All the VMs will be provisioned with the DLVM image with NVidia drivers preinstalled. The VMs will download the training docker image and invoke the training start command. The training container is available here . And you can find the fine tuning scripts here.
The container image has some pre-installed packages and configuration. This includes:
- Transformer libraries and deepspeed with compiled ops
- ssh server that allows deepspeed launcher to launch training inside the container
- Google Cloud logging agent to collect logs from the container and publish to the cloud.
- Training scripts
The head node will invoke the head script which:
- Configures ssh to talk to all servers in the cluster
- Configures fluentd to collect logs
- Invokes deepspeed with correct config to run the training script using ZeRO stage 3
In turn, deepspeed would use its default ssh launcher to launch the training scripts on all cluster containers.
After the training container provisions the cluster, it will start downloading the model weights and dataset and will kick off training after. It will show the following message:
Waiting for training to start...
This could take up to 20 minutes depending on the size of your model and data.
The training scripts use the Huggingface transformer library to finetune a summarization task on the given dataset. To save the progress of training as it goes, we create a training callback that uploads each checkpoint to GCS. The call back looks like this:
class GCSSaveCallback(TrainerCallback):
"""A [`TrainerCallback`] that handles checkpoints.
"""
def on_save(self, args: TrainingArguments, state: TrainerState,
control: TrainerControl, **kwargs):
checkpoint_folder = f'checkpoint-{state.global_step}'
local_output_dir = os.path.join(args.output_dir, checkpoint_folder)
if not os.path.exists(local_output_dir):
logging.error(
'Check point called for a non existing checkpoint %s',
local_output_dir,
)
return
gcs_root, gcs = utils.gcs_path(FLAGS.gcs_output)
gcs_output_dir = os.path.join(gcs_root, local_output_dir)
logging.info('Uploading %s....', gcs_output_dir)
gcs.put(local_output_dir, gcs_output_dir, recursive=True)
return None
When the model is completely trained, we save the final copy to GCS.

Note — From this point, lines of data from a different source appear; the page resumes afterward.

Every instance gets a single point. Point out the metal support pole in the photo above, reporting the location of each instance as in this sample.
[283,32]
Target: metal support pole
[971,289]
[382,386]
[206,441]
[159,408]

When the model finishes training, we run our evaluation to collect the model accuracy number. In this case, since it is a summarization task, we collect ROUGE scores for the model. You can learn more about ROUGE scores here. Once we have the final scores, we save them along the model to GCS. By saving the model metrics along with the model, we are able to figure out the model performance just by looking at the saved model without having to run evaluation again as in the example below:
Now that our model is ready, we want to provide it as a service for authorized users to call. This can serve as a backend to a frontend web application. We go with a simple and quick solution to demo our model. For this purpose, we use Vertex AI Prediction which provides us with the quickest path to serve our model.
We package the model serving code in a simple prediction container which is available here. The container packs a Flask server with a simple python script that uses deepspeed to perform prediction from the model. It implements the necessary REST APIs required by Vertex AI Prediction.
For larger models or production class deployment, we can deploy directly to GKE and use Triton Inference Server. See an example with T5.
The pipeline only supports data that is loadable using load_dataset. It works well for data less than 100GB. For larger dataset, users will need to write custom processing scripts on Dataflow.
The pipeline VM types supported by GCP Compute Engine. For a full list, check GCE GPU Platforms. You can create a cluster of any size as long as you have the quota for it.
For the summarization task, we support any sequence to sequence model in the huggingface.co model repository. This includes T5, mT5, BART and Marian models. For more information about sequence 2 sequence models, check here. The model can be of any size as long as corresponding parameters (batch size, number of nodes, number of GPUs, etc ..) can make the model fit into the compute cluster.
Currently we support SKUs that are available for Vertex AI Prediction which can be found here.